Together with the first five conditions there are now eight conditions, and it is rare for them all to be fulfilled. Even if they are fulfilled, the informers will be helping the cheated person do a transgression even if they are many, unless they testified in beis din and the beis din allowed him to seek redress as explained earlier in chapter 6 paragraphs 9 and 10. Therefore, one must be careful about this. See paragraph 6 earlier.
Now, my brother, see how many people stumble in this matter. When someone buys something and halachically acquires it by moving it (meshichah) and asks someone if it was worth the price, the person not only doesn’t praise it, but tells the buyer he was cheated without even knowing the market price, for the price can often change in a short time. One also needs to know if the amount he overpaid was enough to consider he was cheated according to Torah law and whether enough time passed for him to show it to a merchant or relative. Otherwise, there is no benefit in what one said. It only causes hatred and counts as rechilus.

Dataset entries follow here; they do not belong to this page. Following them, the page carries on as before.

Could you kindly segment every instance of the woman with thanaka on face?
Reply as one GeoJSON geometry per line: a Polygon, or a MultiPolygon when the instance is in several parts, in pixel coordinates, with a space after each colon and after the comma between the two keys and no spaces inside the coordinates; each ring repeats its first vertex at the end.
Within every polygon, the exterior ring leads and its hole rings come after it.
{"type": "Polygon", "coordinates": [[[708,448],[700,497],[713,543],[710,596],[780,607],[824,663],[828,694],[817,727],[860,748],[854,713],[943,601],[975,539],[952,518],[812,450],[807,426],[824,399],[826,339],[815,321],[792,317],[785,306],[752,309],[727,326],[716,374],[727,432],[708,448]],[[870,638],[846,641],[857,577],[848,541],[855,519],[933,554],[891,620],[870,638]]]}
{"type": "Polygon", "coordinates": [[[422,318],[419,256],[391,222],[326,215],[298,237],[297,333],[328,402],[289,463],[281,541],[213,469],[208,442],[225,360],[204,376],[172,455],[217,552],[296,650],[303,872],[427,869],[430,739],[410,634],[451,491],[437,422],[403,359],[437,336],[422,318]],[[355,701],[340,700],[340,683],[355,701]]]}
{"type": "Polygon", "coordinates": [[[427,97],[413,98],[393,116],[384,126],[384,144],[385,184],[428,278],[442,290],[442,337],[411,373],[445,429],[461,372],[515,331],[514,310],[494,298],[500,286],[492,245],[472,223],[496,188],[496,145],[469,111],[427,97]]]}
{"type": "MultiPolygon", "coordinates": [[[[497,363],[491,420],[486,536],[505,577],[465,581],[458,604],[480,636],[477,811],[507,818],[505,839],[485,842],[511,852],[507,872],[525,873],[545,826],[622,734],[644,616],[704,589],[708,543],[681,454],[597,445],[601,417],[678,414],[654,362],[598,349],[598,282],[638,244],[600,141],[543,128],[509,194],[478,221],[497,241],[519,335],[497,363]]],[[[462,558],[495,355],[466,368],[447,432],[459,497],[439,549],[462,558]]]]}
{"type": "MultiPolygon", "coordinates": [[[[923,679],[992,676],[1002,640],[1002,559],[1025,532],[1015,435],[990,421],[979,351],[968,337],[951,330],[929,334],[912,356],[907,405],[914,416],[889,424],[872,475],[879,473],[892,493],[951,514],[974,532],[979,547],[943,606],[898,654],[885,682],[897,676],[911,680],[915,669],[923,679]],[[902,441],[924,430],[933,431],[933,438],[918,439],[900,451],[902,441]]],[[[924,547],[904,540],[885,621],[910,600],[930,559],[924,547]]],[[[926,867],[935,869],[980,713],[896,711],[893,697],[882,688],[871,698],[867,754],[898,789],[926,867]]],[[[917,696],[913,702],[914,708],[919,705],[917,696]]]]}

Sometimes the person saying the seller overpriced merely hated the seller and the article was sold for the correct price. Often, the person incites the buyer to return the item by force or send it back with someone else, or not to pay (which is often against halachah and tantamount to robbery). When he brings the merchandise back and the seller refuses to take it back saying he does not have to, this leads to great quarrels and hatred.

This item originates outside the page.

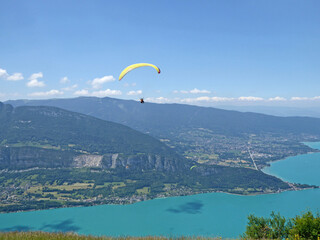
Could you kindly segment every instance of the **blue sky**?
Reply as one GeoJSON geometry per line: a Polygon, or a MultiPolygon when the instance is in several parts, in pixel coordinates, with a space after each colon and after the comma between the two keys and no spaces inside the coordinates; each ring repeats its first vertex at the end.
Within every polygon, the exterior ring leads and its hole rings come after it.
{"type": "Polygon", "coordinates": [[[0,100],[320,106],[318,0],[0,3],[0,100]]]}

See how many evils the rochel did: He transgressed, Do not go as a rachil among your nation (if he is not careful of what we wrote above) and, Do not put a stumbling block before the blind by advising to return the merchandise contrary to Torah law or causing other losses. He causes controversy and transgresses the negative command, Do not cause distress (lo sonu) one to the other, and many other negative commands that result from controversy. Therefore, one should be very careful not to get involved in such matters unless he carefully ponders all we have written above.